4. TCM’s Friday Night Vampire Double Feature

It may only be July, but now may be as good a time as ever to get your vampire on, and thanks to TCM, you’ll have two great features to help you do just that. First up, Kathryn Bigelow gets some respect here as at 2am EST (technically on Saturday morning, but it’s listed under Friday’s list of films), the Hurt Locker helmer’s Near Dark gets some time in the spotlight. Paired up with Roman Polanski’s fantastic Fearless Vampire Killers (3:45am EST), and you’ve got a double feature that is nearly impossible to beat. I actually genuinely dig both films, particularly Fearless, a film that I only recently had the pleasure of watching. Both are really interesting look at vampire lore, and should do wonders for those looking for some scares, and some laughs as well.

3. Attenberg (Netflix)

I had the pleasure of checking out a screener of this wonderfully bizarre drama during this year’s Portland International Film Festival (read my review HERE), and I must say, it’s a wonder to behold. Similar in tone, experimentation, and mood to its cousin Dogtooth, Attenberg is a film that is definitely not for everyone, but it is also one that should be given a chance by everyone. It features fantastic performances, a score that will not be easily forgotten, and is overall an intriguing mediation on what its like to grow up in as esoteric a time as we live in today, all wrapped up in a cartoonish, Bunuel-esque proto-comedy unlike anything else it can call a contemporary. Simply put, this may not make your weekend brighter, but it will definitely make it one far more full of discussion than previously considered.

2. A Trip To The Moon / The Extraordinary Voyage

Sure, it’s nearly impossible to not recommend this 110 year old masterpiece. However, as last week TCM decided to air a two-hour block of films from iconic director Georges Melies (who has been as popular as ever given this film’s recent re-release, updated score by Air, and focus in a certain film from Martin Scorsese), this film is as vital and influential as ever.

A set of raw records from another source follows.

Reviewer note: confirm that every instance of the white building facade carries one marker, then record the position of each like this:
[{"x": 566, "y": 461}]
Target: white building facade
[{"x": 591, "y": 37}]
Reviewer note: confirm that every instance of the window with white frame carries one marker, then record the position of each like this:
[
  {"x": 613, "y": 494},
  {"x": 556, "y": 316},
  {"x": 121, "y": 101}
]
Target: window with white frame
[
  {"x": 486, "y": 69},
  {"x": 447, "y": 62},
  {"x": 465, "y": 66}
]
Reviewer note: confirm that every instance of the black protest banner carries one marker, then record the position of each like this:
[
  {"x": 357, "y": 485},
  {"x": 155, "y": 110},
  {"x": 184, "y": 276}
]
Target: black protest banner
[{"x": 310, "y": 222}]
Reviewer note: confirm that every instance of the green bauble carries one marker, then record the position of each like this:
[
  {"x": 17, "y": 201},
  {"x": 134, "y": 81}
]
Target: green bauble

When taken in Melies’ entire canon, one may have films that are more beloved by him or her (this writer particularly loves Kingdom Of The Fairies), but very few films have the right to say that they single-handedly invented a genre. The forefather of cinematic sci-fi, Moon is simply one of the greatest films ever crafted, and is just one example of how one is truly able to say that Melies may have been a magician prior to his film career, but the true magic hit the world when he got behind the camera. His films are so utterly full of life, often times coming off as if the actors, and Melies in his direction, drank gallons upon gallons of coffee, pairing so perfectly with his film’s inherent sense of child-like wonder. These are films for the entire family, so please; introduce your family to this absolute masterpiece. Toss in the top-notch documentary looking at the history of the project, both of which are available to stream on Fandor. 

1.TCM’s The Essentials, Jr.: Steve McQueen

Okay, so let me get this off my chest. I’ve said this once before, but it may not have hit you hard enough, The Essentials and The Essentials Jr. is truly the greatest example of why TCM may be the single most important player in the future of film education. As news outlets like the LA Times routinely state, lazily I might add, that this upcoming generation has no place for classic cinema, TCM has been single handily taking on this topic head on, with both of these series. This weekend the junior side of the equation will be focusing on actor Steve McQueen, with airings of both The Great Escape and The Blob. Yes, these are two fantastic films, one of which is a Criterion approved release, but this recommendation is much bigger than for just these two films. This is a call to arms. If there is one thing that you do this weekend, make sure to sit down, with your loved ones (preferably those of a younger age) and introduce them to these classics, and prove to the world that while big budgets and special effects may be the thing of this generation, these films will forever have a place among the greatest of all time, and will forever have a place in the hearts and minds of those looking to cinema for the purest form of escape and stimulation.